Previous section.

Protocols for Interworking: XNFS, Version 3W
Copyright © 1998 The Open Group

XDR Protocol Specification

This chapter specifies a protocol that is used by many implementors of XNFS. It is derived from a document designated RFC 1014 by the ARPA Network Information Centre (see References to RFCs ).

This chapter includes only the subset of XDR that is required to define the XNFS protocols.

Introduction

XDR is a standard for the description and encoding of data. It is useful for transferring data between different computer architectures, and has been used to communicate data between many diverse machines. XDR fits into the ISO presentation layer, and is roughly analogous in purpose to X.209 (previously X.409), ISO Abstract Syntax Notation. The major difference between these two is that XDR uses implicit typing, while X.209 uses explicit typing.

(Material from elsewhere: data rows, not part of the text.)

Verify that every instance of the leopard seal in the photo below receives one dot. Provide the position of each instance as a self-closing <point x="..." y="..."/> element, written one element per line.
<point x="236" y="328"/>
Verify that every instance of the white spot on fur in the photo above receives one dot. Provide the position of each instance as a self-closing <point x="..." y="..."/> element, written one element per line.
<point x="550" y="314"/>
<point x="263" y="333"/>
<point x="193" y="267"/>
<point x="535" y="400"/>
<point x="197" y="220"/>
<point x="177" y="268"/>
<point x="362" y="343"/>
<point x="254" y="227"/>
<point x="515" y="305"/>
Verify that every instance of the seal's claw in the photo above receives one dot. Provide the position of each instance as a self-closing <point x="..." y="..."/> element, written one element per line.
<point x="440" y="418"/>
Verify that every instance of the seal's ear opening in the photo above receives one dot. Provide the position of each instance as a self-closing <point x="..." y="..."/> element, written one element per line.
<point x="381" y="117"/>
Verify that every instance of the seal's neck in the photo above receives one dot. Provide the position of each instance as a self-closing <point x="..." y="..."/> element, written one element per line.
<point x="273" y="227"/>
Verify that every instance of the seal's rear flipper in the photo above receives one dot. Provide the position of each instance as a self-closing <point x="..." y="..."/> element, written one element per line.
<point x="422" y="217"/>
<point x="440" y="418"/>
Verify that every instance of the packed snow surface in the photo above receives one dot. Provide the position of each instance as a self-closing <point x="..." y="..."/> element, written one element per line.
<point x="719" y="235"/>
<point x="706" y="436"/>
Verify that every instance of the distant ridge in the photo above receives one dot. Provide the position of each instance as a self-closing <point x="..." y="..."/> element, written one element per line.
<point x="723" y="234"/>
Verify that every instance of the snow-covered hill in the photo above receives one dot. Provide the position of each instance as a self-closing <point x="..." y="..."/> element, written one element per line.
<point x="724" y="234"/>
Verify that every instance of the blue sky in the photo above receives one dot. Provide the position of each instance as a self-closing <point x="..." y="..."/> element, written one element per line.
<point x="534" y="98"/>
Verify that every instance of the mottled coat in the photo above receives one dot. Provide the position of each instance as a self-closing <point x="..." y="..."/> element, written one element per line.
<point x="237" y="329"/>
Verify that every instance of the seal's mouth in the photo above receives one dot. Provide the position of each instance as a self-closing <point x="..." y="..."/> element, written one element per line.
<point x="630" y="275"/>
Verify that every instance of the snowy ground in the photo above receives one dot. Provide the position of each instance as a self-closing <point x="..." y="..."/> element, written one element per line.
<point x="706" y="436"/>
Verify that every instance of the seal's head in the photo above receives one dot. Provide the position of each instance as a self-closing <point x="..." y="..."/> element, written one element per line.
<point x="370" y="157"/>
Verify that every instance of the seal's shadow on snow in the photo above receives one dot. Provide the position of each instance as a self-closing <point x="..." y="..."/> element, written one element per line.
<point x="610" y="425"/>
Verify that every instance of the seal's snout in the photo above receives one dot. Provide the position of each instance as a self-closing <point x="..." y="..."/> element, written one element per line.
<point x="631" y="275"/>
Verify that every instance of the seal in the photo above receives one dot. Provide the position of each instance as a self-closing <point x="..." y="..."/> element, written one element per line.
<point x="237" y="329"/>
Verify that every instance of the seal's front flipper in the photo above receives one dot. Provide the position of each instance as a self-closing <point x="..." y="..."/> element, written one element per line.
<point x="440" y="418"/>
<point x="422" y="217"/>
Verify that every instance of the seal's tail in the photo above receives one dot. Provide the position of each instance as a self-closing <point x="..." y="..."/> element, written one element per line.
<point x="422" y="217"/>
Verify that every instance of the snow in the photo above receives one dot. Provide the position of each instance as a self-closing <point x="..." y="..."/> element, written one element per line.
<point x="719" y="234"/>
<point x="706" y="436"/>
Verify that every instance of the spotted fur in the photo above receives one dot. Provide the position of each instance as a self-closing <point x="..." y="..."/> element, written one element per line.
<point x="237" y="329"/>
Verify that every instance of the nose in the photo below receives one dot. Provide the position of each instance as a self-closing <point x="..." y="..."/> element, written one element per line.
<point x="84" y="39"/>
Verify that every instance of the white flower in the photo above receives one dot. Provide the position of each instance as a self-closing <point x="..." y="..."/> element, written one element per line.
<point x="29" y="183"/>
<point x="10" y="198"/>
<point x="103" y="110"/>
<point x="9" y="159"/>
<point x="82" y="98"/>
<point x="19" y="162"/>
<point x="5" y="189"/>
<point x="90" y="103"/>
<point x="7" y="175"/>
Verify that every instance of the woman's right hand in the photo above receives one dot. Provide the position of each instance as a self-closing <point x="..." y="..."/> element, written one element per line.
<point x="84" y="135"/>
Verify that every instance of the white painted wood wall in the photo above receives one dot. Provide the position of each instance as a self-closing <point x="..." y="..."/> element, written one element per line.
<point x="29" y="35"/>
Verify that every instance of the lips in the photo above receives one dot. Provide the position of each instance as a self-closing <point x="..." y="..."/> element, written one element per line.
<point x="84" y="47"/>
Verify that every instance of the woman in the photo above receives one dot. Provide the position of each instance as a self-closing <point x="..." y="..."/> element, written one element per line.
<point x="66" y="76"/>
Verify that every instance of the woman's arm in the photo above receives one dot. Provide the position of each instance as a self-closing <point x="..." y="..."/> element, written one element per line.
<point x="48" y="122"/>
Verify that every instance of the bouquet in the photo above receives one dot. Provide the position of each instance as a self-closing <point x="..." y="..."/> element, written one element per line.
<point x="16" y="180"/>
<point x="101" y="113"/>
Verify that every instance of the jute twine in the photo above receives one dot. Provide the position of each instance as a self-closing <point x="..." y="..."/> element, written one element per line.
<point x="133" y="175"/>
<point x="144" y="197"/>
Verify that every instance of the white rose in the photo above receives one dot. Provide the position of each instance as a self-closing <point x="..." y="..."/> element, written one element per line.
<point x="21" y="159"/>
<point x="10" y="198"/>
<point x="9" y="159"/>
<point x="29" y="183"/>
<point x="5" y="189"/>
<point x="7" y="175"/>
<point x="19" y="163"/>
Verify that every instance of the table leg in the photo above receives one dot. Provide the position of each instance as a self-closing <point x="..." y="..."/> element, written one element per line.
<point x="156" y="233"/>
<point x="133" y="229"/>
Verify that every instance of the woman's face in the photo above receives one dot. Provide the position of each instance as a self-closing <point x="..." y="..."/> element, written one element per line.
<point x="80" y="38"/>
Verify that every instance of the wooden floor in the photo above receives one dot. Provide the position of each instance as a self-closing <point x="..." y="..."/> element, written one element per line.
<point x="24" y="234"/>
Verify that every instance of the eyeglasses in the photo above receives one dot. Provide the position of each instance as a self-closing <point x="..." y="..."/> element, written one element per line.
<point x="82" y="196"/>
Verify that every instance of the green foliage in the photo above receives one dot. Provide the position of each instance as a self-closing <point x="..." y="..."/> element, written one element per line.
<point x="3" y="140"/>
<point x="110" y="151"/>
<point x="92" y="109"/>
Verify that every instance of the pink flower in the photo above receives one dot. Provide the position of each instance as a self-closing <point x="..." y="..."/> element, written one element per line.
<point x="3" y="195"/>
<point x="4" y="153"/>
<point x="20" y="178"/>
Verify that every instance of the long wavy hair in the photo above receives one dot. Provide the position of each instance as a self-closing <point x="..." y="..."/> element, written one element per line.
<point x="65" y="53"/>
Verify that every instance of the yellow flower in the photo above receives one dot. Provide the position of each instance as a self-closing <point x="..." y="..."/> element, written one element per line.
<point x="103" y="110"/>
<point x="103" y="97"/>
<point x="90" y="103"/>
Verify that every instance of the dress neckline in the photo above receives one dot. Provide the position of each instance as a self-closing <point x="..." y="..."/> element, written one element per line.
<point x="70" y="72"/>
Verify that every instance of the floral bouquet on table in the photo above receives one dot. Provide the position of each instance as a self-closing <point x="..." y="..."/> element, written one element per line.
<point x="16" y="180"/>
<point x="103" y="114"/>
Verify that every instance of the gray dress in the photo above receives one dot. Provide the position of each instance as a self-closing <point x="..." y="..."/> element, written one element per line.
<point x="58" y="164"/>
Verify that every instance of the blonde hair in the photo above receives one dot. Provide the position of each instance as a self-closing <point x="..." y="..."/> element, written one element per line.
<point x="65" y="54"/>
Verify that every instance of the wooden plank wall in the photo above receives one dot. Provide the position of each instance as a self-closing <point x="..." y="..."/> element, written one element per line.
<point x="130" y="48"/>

XDR uses a language to describe data formats. The language can only be used to describe data; it is not a programming language. This language allows description of intricate data formats in a concise manner. The alternative of using graphical representations (itself an informal language) quickly becomes incomprehensible when faced with complexity. The XDR language itself is similar to the C language as defined in the C Programming Language, just as Courier, as defined in Courier: The Remote Procedure Call Protocol is similar to Mesa. Protocols such as RPC (Remote Procedure Call) and the NFS (Network File System) use XDR to describe the format of their data.

The XDR standard assumes that bytes (or octets) are portable (see Byte Encoding ). A data-description language is used to define XDR rather than diagrams, as languages are more formal than diagrams and lead to less ambiguous descriptions of data. There is also a close analogy between the types of XDR and a high-level language such as C or Pascal. This makes the implementation of XDR encoding and decoding modules an easier task.

A Canonical Standard

XDR's approach to standardising data representations is canonical. That is, XDR defines a single byte order (big-endian, as described in On Holy Wars and a Plea for Peace, a single floating-point representation (IEEE), and so on. Any program running on any machine can use XDR to create portable data by translating its local representation to the XDR standard representations; similarly, any program running on any machine can read portable data by translating the XDR standard representations to its local equivalents. The single standard completely decouples programs that create or send portable data from those that use or receive portable data. The advent of a new machine or a new language has no effect upon the community of existing portable data creators and users.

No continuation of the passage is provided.